CTR@k, sCTR (satisfied clicks), dwell time, отказ (pogostick rate).

A/B: fix "guardrail" metrics (latency, errors) + target (NDCG proxy).

13) Testing

Relevance unit tests: checking expected matches for key requests.
Property-based: resistance to typos/synonyms/languages.
Pagination: no duplicates at the page boundary (seek contracts).
Security: access filters are always applied (even on faset-count).
Dictionary regressions: versioning synonyms and fuzzy rules.

14) Security and privacy

Fields with PII are not indexed as text; store separately/encrypt.
Minimize stored sources (store = false, snippet fields only).
Query privacy: do not log raw requests with PII; anonymization/hashing.
Multi-tenant: strict index isolation or mandatory'tenant _ id'filter.

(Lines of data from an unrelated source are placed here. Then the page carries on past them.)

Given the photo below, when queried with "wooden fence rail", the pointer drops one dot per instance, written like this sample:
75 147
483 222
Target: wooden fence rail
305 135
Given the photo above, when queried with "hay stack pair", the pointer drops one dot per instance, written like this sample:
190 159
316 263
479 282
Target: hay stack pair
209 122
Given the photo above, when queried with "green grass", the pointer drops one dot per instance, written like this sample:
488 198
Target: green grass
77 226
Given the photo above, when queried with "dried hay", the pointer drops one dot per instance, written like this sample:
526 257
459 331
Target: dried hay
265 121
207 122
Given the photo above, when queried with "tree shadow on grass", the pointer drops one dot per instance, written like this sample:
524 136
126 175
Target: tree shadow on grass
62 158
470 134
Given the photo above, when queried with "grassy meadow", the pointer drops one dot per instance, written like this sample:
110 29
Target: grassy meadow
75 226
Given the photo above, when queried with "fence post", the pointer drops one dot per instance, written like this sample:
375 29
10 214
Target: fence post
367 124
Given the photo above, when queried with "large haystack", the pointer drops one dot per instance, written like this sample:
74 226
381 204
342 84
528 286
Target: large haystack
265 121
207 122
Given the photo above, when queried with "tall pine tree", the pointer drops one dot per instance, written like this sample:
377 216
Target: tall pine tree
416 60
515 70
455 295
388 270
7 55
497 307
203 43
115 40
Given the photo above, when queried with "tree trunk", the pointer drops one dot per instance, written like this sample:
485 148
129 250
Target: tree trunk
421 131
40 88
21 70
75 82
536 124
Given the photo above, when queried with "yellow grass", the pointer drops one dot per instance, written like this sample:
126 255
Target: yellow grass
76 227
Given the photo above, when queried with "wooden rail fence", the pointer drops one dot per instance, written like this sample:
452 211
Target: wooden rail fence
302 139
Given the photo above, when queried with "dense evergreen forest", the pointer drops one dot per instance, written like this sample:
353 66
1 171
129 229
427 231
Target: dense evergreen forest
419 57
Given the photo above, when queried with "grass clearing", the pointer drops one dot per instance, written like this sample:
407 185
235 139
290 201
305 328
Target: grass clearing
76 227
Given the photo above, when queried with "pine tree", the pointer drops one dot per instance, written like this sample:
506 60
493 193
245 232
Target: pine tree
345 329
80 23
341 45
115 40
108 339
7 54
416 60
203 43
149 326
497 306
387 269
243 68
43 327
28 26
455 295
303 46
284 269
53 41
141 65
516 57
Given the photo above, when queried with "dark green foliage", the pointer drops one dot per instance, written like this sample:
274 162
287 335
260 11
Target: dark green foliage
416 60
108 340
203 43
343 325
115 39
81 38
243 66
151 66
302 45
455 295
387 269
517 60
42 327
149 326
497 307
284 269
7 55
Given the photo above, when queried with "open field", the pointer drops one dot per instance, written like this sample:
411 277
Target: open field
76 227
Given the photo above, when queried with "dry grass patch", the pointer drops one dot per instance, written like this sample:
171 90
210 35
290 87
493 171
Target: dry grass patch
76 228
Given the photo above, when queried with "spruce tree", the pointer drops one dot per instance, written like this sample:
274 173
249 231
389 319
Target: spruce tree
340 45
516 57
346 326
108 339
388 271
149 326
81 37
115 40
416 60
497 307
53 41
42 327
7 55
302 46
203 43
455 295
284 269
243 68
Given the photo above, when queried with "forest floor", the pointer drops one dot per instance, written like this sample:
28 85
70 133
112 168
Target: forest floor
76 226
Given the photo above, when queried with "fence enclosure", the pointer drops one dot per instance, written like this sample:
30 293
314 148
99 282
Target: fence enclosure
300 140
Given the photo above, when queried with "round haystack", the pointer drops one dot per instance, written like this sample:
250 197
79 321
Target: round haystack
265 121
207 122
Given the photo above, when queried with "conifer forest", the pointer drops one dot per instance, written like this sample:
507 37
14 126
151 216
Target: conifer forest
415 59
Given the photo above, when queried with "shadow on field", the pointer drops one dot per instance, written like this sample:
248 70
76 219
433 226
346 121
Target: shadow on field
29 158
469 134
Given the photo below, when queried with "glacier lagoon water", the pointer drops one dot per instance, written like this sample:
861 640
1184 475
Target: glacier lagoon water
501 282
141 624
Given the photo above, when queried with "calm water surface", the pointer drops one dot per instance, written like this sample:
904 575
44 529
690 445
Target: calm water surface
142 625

15) Migrations and interoperability

Versioning index scheme (v1→v2) with double write and gradual switch.
Analyzer compatibility: do not re-index old chains yet.
Rotation of synonym/stopword dictionaries: 'version', 'activated _ at', rollback.

16) Practical recipes

16. 1 Classic Lexical Search (BM25)

Fields: 'title ^ 3', 'tags ^ 2', 'body ^ 1'.
Analyzers: language-specific + lemmatization.
Fuzzy for short queries ('<= 3' tokens), 'fuzziness = 1'.

16. 2 Hybrid sparse + dense

1. ANN search by query embedding (k = 200)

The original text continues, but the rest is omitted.